Cristina López Schlichting
El problema del 155
Los amigos me lo decían hace mucho: aquí, el Estado ni está ni se le espera. Este verano, visitando los maravillosos pueblos de la Cerdaña, me impactaba comprobar una y otra vez que en la plaza, el ayuntamiento, el cruce principal, ondeaba la estelada. Y aún me sorprendía más que mis amigos catalanes no se inmutasen y aceptasen como inevitable que los independentistas impusiesen a todos, naturales y visitantes, sus enseñas, inventadas para certificar la existencia de un país de fábula. Era como ver al rey desnudo y comprobar que absolutamente nadie le echaba un capote sobre las vergüenzas. En esta parte del territorio nacional se pintan los mapas que a cada editorial o maestro le da la gana, se censura el castellano cuando conviene, se pone la enseña que a cada jerifalte le parece.
En los próximos días, por el artículo 155, la Administración de Cataluña y su seguridad van a depender de unas escalas jerárquicas cuya fidelidad no está clara. La razón no es el desafecto natural ( al menos no en la mayoría de los casos) sino que la lealtad ha sido comprada. Me explico. Como la Administración del Estado es puramente residual, por el traspaso de competencias, los empleados públicos han pasado a depender de la Generalitat. En los últimos 11 años se han perdido 5000 puestos de funcionarios del Estado y se han sustituido por otros tantos puestos locales. Como revela el catedrático Andrés Betancor, de la Universidad Pompeu Fabra, en 2016 por ejemplo, el Ministerio de Justicia asignó más de 500 plazas a Cataluña. La Generalitat decidió finalmente no sacarlas a concurso para evitar que las ocupasen opositores. Las cubrió con interinos y temporales de su directa elección. Lo mismo ha ocurrido en los Cuerpos y Fuerzas de Seguridad del Estado, donde la presencia de agentes nacionales ha sido intercambiada por Mossos d’Esquadra.
A menudo se cobra mejor sueldo con esta fórmula que con la antigua. A esos empleos han accedido jóvenes formados en el nacionalismo, con endebles referencias nacionales. A la vez, se ha ido reduciendo la migración del resto de España, porque la lengua usada como instrumento político ha hecho de eficaz barrera. Un juez o un cirujano de cualquier otro punto tienen complicado pedir un traslado sin saber catalán. Al margen de las instituciones, se han aprovechado todo tipo de mecanismos para poner la sociedad civil al servicio del nacionalismo, desde asociaciones de padres o vecinos a clubes deportivos populares, pasando por organizaciones como ANC y Omnium Cultural hasta editoriales, periódicos locales y de barrio, radios o televisiones privadas, abundantemente regados con subvenciones.

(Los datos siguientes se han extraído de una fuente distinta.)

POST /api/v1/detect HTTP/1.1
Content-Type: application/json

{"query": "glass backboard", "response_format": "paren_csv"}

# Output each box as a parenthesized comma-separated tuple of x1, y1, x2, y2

En Cataluña hay muchos funcionarios leales y profesionales rigurosos, pero quienes asumen ahora las competencias autonómicas tienen delante un enrevesado ejército civil, silencioso y bien organizado, conjurado para hacer naufragar cualquier intento de instaurar en Cataluña la pluralidad de ideas existente en España y el cumplimiento de las normas constitucionales. En definitiva, en Cataluña hay tejida una red clientelar difícil de remover y muy viscosa si el poder central necesita utilizar sus resortes.